Pete gave me a long, measured stare. “How about I drive you back now, instead? That way we’ll have a chance to talk.”
I couldn’t think of a good way to refuse, so I just nodded and held out the key ring and then climbed into the passenger side of the truck.
Pete started the ignition and then shot me a look. “You want to explain what the Rhodales are doing messing with the Whitfield girls? Your pa will have your hide when he hears about this, and you know he will. It’s Clark, after all. Everything that happens around here during the day is practically plastered on the front page of the Clark Gazette by dinnertime.”
He had a lot of fucking nerve. I wanted to laugh in his face, but couldn’t quite bring myself to do it. He’d been worried about Victoria, after all.
“I don’t know you, and I don’t feel any obligation to discuss what my father will or will not do. Respectfully.”
He laughed, which I hadn’t expected. “Oh, I doubt that you’re feeling respectful at all, or in the mood to listen to me, but I’m going to warn you, anyway. Nothing good can come of your having anything to do with Victoria. There are plenty of girls out there. Pick one of them.”
“There aren’t any girls like Victoria.
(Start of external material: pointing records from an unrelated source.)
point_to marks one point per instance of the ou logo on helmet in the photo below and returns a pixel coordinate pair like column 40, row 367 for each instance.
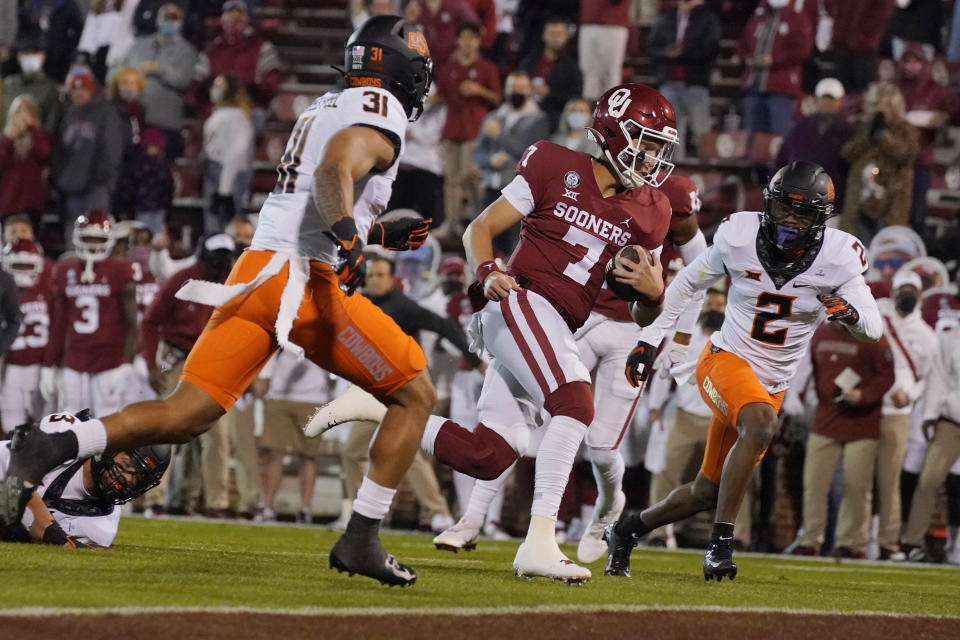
column 618, row 102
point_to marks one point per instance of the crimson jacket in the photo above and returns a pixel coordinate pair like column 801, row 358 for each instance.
column 792, row 46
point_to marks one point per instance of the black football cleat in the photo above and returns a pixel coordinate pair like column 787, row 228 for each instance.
column 33, row 454
column 367, row 557
column 718, row 561
column 619, row 546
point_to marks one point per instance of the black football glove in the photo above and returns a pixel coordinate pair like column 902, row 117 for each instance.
column 350, row 268
column 640, row 363
column 400, row 234
column 839, row 310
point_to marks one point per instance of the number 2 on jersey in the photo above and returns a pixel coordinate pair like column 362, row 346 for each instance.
column 784, row 304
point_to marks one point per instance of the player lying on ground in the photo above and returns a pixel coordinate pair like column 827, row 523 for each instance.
column 75, row 506
column 577, row 212
column 285, row 291
column 788, row 272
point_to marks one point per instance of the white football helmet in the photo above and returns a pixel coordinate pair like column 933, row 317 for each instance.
column 23, row 259
column 93, row 235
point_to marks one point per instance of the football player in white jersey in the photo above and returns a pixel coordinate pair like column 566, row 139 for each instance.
column 788, row 272
column 293, row 288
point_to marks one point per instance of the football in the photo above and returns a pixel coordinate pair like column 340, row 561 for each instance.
column 619, row 289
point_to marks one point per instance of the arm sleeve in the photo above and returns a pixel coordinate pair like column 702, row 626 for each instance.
column 870, row 325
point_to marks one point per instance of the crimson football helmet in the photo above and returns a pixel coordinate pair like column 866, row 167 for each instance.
column 23, row 259
column 93, row 235
column 637, row 132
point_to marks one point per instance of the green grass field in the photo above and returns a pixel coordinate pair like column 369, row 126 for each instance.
column 180, row 563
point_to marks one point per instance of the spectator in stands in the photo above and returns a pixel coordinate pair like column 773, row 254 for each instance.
column 363, row 10
column 820, row 136
column 240, row 50
column 440, row 20
column 604, row 30
column 33, row 81
column 59, row 24
column 419, row 182
column 167, row 61
column 227, row 151
column 126, row 92
column 505, row 135
column 881, row 156
column 470, row 86
column 683, row 44
column 929, row 106
column 917, row 21
column 145, row 191
column 24, row 155
column 941, row 427
column 87, row 154
column 107, row 34
column 775, row 43
column 293, row 389
column 851, row 378
column 554, row 72
column 858, row 27
column 572, row 132
column 915, row 349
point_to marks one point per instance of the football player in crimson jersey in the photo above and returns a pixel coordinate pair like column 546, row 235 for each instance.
column 293, row 288
column 788, row 273
column 19, row 392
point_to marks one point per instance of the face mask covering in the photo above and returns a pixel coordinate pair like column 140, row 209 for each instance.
column 712, row 320
column 31, row 64
column 577, row 120
column 905, row 302
column 517, row 100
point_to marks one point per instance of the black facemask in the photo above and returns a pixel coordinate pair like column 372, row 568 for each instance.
column 517, row 100
column 712, row 319
column 905, row 302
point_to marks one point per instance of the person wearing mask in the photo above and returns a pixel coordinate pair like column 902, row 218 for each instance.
column 24, row 155
column 167, row 61
column 929, row 106
column 881, row 157
column 87, row 152
column 851, row 378
column 33, row 81
column 683, row 44
column 504, row 137
column 915, row 350
column 470, row 86
column 553, row 71
column 776, row 42
column 227, row 151
column 819, row 136
column 242, row 51
column 572, row 130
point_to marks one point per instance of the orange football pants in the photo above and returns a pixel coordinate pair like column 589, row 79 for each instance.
column 348, row 336
column 727, row 384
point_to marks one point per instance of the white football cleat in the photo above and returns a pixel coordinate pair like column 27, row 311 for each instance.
column 462, row 535
column 592, row 547
column 546, row 560
column 354, row 405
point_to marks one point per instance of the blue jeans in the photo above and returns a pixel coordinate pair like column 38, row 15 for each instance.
column 767, row 113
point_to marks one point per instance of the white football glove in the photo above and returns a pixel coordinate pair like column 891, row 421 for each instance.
column 49, row 384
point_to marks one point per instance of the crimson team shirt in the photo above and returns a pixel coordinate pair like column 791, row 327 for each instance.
column 88, row 316
column 36, row 304
column 684, row 201
column 570, row 231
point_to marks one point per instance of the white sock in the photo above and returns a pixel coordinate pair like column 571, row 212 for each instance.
column 373, row 500
column 608, row 470
column 430, row 432
column 554, row 461
column 484, row 492
column 91, row 438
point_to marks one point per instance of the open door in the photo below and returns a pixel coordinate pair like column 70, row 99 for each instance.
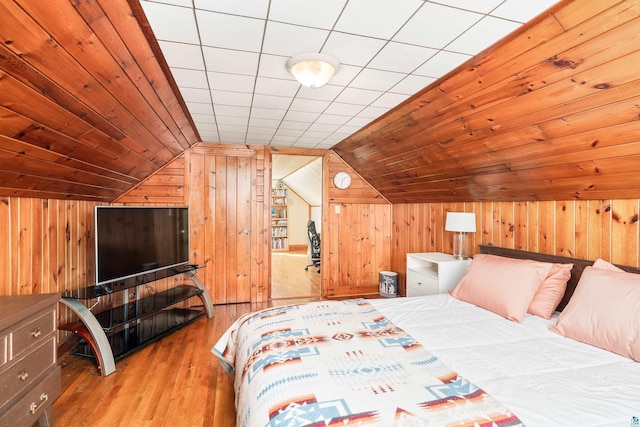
column 296, row 198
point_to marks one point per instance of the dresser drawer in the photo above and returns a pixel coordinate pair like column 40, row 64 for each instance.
column 32, row 332
column 25, row 412
column 420, row 284
column 24, row 372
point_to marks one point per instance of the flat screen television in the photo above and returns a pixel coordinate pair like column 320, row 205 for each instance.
column 130, row 241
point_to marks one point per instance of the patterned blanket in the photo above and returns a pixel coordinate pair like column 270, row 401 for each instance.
column 343, row 363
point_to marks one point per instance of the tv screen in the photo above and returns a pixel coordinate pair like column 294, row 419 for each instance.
column 134, row 240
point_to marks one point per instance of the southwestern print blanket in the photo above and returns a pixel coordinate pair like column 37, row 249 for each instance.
column 343, row 363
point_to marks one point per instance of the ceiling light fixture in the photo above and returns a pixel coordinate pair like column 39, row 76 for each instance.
column 312, row 69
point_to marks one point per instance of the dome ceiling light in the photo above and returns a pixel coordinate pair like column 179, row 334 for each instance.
column 312, row 69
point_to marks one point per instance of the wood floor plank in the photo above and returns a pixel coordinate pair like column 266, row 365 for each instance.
column 175, row 381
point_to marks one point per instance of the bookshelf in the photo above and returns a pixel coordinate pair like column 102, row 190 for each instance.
column 279, row 240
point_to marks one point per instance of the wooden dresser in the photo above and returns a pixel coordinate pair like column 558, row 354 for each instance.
column 29, row 375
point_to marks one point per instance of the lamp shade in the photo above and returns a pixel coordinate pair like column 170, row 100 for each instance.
column 312, row 69
column 462, row 222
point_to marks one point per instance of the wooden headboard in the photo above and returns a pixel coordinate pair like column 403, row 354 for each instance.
column 576, row 272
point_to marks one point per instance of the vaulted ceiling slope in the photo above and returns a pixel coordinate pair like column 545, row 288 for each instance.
column 89, row 108
column 86, row 109
column 551, row 113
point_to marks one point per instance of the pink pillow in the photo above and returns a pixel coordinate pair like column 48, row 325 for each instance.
column 604, row 311
column 551, row 291
column 606, row 265
column 503, row 285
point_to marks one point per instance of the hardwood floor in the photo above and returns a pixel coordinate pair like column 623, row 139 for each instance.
column 176, row 381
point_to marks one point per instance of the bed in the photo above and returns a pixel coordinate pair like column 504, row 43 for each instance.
column 442, row 360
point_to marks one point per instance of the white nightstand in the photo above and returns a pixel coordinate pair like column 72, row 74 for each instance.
column 433, row 273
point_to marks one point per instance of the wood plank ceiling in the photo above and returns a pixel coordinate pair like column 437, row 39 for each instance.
column 549, row 113
column 84, row 114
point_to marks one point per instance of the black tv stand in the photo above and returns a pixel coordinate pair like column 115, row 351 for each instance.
column 116, row 332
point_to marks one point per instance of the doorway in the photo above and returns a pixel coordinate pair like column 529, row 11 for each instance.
column 296, row 198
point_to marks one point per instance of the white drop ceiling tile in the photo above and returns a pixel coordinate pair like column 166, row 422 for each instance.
column 221, row 97
column 258, row 131
column 232, row 120
column 278, row 87
column 358, row 122
column 289, row 133
column 351, row 49
column 372, row 112
column 231, row 82
column 231, row 61
column 229, row 31
column 401, row 57
column 309, row 105
column 376, row 18
column 306, row 145
column 252, row 8
column 342, row 109
column 522, row 10
column 200, row 108
column 412, row 84
column 290, row 40
column 265, row 113
column 265, row 123
column 357, row 96
column 317, row 14
column 190, row 78
column 480, row 6
column 444, row 25
column 344, row 75
column 203, row 117
column 325, row 145
column 210, row 137
column 258, row 140
column 390, row 100
column 325, row 93
column 443, row 62
column 326, row 127
column 233, row 110
column 351, row 128
column 195, row 95
column 482, row 35
column 171, row 23
column 270, row 101
column 209, row 127
column 301, row 116
column 182, row 55
column 376, row 79
column 294, row 125
column 226, row 128
column 274, row 66
column 232, row 139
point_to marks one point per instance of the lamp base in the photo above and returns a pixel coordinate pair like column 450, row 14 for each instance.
column 460, row 246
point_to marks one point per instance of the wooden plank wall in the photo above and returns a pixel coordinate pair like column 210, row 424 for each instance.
column 586, row 229
column 356, row 233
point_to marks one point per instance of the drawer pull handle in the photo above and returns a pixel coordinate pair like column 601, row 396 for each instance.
column 33, row 408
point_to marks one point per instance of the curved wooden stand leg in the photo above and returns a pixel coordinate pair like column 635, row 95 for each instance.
column 93, row 333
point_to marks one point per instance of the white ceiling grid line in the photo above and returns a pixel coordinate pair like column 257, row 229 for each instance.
column 228, row 59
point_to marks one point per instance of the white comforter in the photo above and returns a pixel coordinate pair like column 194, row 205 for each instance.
column 544, row 378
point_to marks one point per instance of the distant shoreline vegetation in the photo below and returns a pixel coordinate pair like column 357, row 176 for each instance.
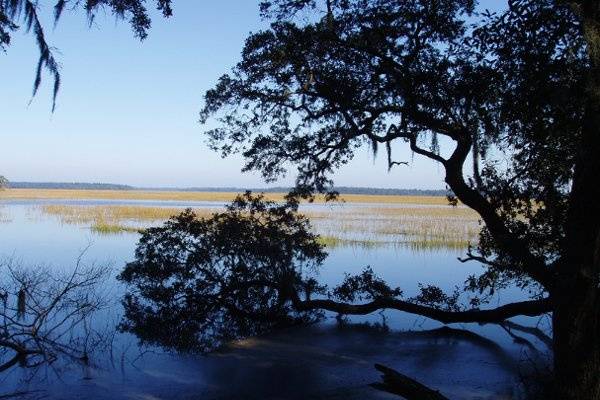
column 113, row 186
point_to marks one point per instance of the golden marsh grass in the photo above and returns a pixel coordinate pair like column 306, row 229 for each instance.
column 56, row 194
column 419, row 227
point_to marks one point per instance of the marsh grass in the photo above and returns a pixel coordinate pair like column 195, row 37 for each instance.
column 66, row 194
column 4, row 217
column 416, row 226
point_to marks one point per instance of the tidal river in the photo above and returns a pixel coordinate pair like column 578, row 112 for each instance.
column 328, row 360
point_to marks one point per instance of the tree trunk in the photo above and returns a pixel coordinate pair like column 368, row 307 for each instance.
column 576, row 325
column 576, row 294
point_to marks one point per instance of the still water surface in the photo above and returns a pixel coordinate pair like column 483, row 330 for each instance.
column 327, row 360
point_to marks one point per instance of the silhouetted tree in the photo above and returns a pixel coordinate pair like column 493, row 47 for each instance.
column 220, row 278
column 24, row 14
column 515, row 94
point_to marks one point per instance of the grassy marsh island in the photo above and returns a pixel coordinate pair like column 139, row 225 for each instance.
column 417, row 222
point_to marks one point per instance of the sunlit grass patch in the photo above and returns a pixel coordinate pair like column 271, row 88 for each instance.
column 225, row 197
column 419, row 227
column 113, row 213
column 112, row 229
column 334, row 242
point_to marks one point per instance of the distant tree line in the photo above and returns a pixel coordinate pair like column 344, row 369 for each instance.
column 278, row 189
column 68, row 185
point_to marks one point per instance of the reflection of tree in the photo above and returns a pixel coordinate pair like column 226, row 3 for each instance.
column 199, row 282
column 44, row 315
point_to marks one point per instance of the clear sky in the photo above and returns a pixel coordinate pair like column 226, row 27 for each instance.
column 128, row 111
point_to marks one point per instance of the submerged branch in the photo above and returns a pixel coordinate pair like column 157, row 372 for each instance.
column 397, row 383
column 528, row 308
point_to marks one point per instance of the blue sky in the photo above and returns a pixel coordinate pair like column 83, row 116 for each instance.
column 128, row 111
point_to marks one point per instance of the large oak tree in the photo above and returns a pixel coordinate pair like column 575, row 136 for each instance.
column 514, row 100
column 515, row 95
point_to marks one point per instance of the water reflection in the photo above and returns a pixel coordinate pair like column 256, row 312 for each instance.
column 326, row 360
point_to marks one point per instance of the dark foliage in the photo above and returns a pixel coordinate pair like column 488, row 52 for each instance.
column 380, row 72
column 508, row 104
column 215, row 279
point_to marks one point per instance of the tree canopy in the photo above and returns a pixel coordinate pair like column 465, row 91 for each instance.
column 380, row 72
column 506, row 103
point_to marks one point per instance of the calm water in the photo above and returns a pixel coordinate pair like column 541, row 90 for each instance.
column 327, row 360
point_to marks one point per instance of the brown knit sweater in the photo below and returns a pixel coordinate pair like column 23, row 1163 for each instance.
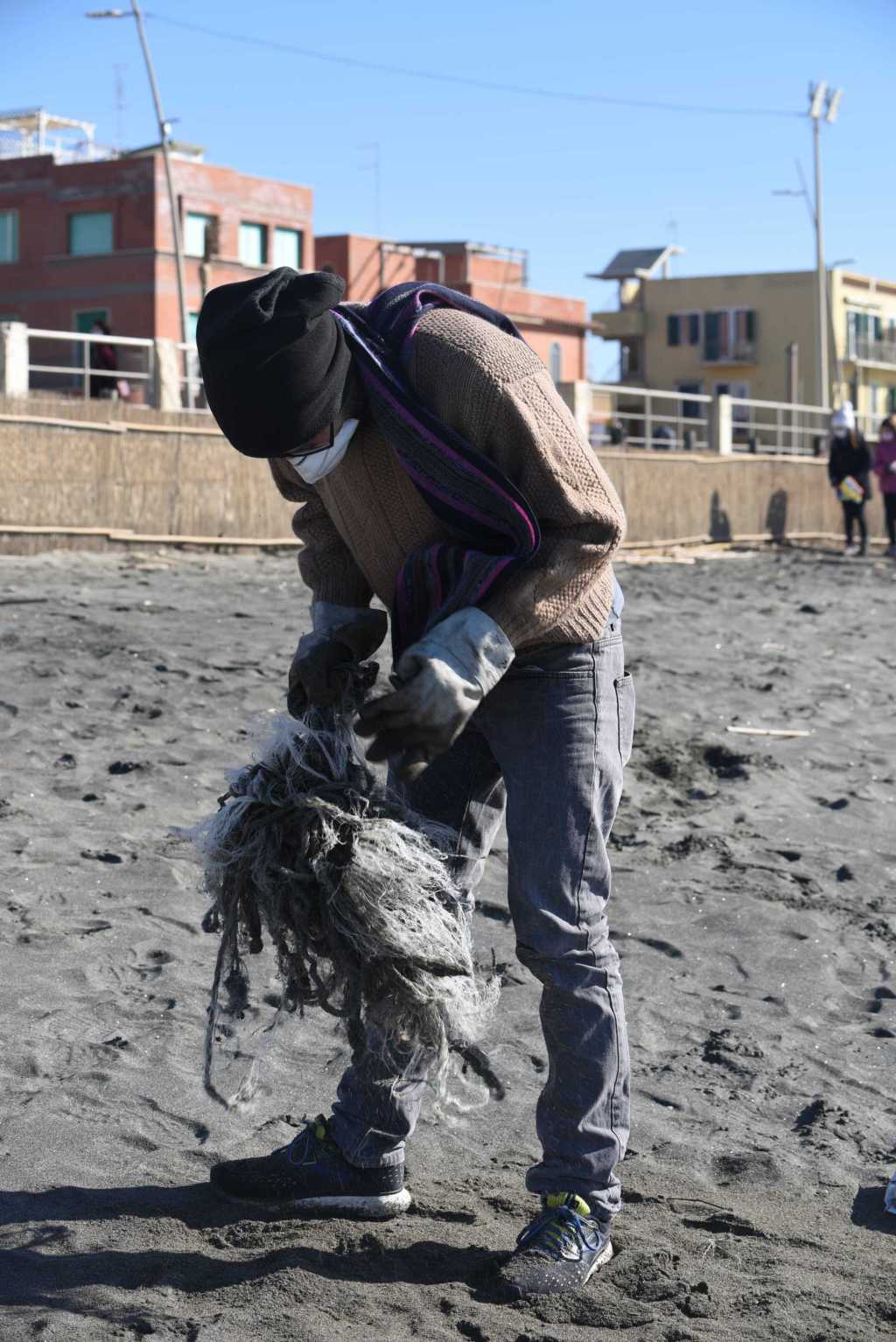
column 360, row 522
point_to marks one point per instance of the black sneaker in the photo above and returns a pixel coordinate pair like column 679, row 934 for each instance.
column 312, row 1175
column 560, row 1249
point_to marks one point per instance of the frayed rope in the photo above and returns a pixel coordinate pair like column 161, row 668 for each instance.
column 355, row 894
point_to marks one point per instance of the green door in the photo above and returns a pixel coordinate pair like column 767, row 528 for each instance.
column 85, row 321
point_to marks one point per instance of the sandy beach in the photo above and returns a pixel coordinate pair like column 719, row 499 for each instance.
column 752, row 907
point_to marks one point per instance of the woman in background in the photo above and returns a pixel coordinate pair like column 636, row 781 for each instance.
column 850, row 472
column 886, row 472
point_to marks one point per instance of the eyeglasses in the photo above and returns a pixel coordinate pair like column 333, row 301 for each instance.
column 301, row 452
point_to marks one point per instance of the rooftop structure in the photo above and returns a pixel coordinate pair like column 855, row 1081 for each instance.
column 32, row 132
column 752, row 334
column 639, row 263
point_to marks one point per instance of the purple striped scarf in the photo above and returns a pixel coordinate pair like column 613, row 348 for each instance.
column 493, row 529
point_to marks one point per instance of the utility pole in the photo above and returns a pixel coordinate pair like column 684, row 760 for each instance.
column 821, row 101
column 164, row 132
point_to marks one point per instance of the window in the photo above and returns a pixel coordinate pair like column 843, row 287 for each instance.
column 8, row 236
column 287, row 248
column 878, row 396
column 254, row 244
column 691, row 409
column 683, row 329
column 90, row 235
column 629, row 359
column 196, row 231
column 730, row 336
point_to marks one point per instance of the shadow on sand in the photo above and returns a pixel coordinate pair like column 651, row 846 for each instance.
column 40, row 1272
Also, if you care so much about them, why aren’t you helping Victoria get Melinda into rehab?” I fired back.
He shot me a look that, if he had been anybody else, I might have thought held a measure of respect. “It’s not quite that simple.”
“Nothing ever is,” I said, and after that we drove the rest of the way to the school in silence.
Chapter 19
Victoria
Don’t even think about leaving this room, young lady.” Dad pointed to the couch. “Sit.”
“I’m not a dog,” I snapped.
“No, but you’re hanging out with one. Stinking Rhodale dogs.” He tried to open his liquor cabinet, found out it was locked, and slammed a fist on the wooden top so hard the bottles inside rattled. “Why is this locked?”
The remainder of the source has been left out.